Session: New Riemannian Optimization Applications
Chair: Jiang Hu
Cluster: Optimization on Manifolds
Talk 1: Retraction-free optimization over the Stiefel manifold with application to the LoRA fine-tuning
Speaker: Jiang Hu
Abstract: Optimization over the Stiefel manifold has played a significant role in various machine learning tasks. Many existing algorithms either use the retraction operator to keep each iterate staying on the manifold, or solve an unconstrained quadratic penalized problem. The retraction operator in the former corresponds to orthonormalization of matrices and can be computationally costly for large-scale matrices. The latter approach usually equips with an unknown large penalty parameter. To address the above issues, we propose a retraction-free and penalty parameter-free algorithm, which lands on the manifold. Moreover, our convergence theory allows using constant step size, which improve the result of converging to a neighborhood in \citep{ablin2022fast}. A key component of the analysis is the convex-like property of the quadratic penalty of the Stiefel manifold, which enables us to explicitly characterize the constant penalty parameter. As an application, we introduce a new algorithm, Manifold-LoRA, which employs the landing technique and a carefully designed step size strategy to accelerate low-rank adaptation (LoRA) in fine-tuning large language models. Numerical experiments on the benchmark datasets demonstrate the efficiency of our proposed method.

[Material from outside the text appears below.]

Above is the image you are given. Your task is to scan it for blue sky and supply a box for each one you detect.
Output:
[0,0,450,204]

Talk 2: Optimal Tensor Network Disentanglement via Manifold Optimization
Speaker: Chao Yang
Abstract: A tensor network can be disentangled by performing a unitary gauge transformation within the network to allow the transformed network to be approximated by a low rank decomposition. Seeking an unitary transformation to minimize the truncation error is equivalent to solving a constrained optimization problem in which the optimal solution of the problem lies on a Stiefel manifold. We describe the objective function for achieving disentanglement and show how the problem can be solved by a Riemannian Newton's method. We also discuss practical issues such as the choice of a starting guess, the stopping criterion and how the gradient and Hessian can be computed efficiently.
Talk 3: A projected semismooth Newton method for a class of nonconvex composite programs with strong prox-regularity
Speaker: Jiayuan Wu
Abstract: This paper aims to develop a Newton-type method to solve a class of nonconvex composite programs. In particular, the nonsmooth part is possibly nonconvex. To tackle the nonconvexity, we develop a notion of strong prox-regularity which is related to the singleton property and Lipschitz continuity of the associated proximal operator, and we verify it in various classes of functions, including weakly convex functions, indicator functions of proximally smooth sets, and two specific sphere-related nonconvex nonsmooth functions. In this case, the problem class we are concerned with covers smooth optimization problems on manifold and certain composite optimization problems on manifold. For the latter, the proposed algorithm is the first second-order type method. Combining with the semismoothness of the proximal operator, we design a projected semismooth Newton method to find a root of the natural residual induced by the proximal gradient method. Due to the possible nonconvexity of the feasible domain, an extra projection is added to the usual semismooth Newton step and new criteria are proposed for the switching between the projected semismooth Newton step and the proximal step. The global convergence is then established under the strong prox-regularity. Based on the BD regularity condition, we establish local superlinear convergence. Numerical experiments demonstrate the effectiveness of our proposed method compared with state-of-the-art ones.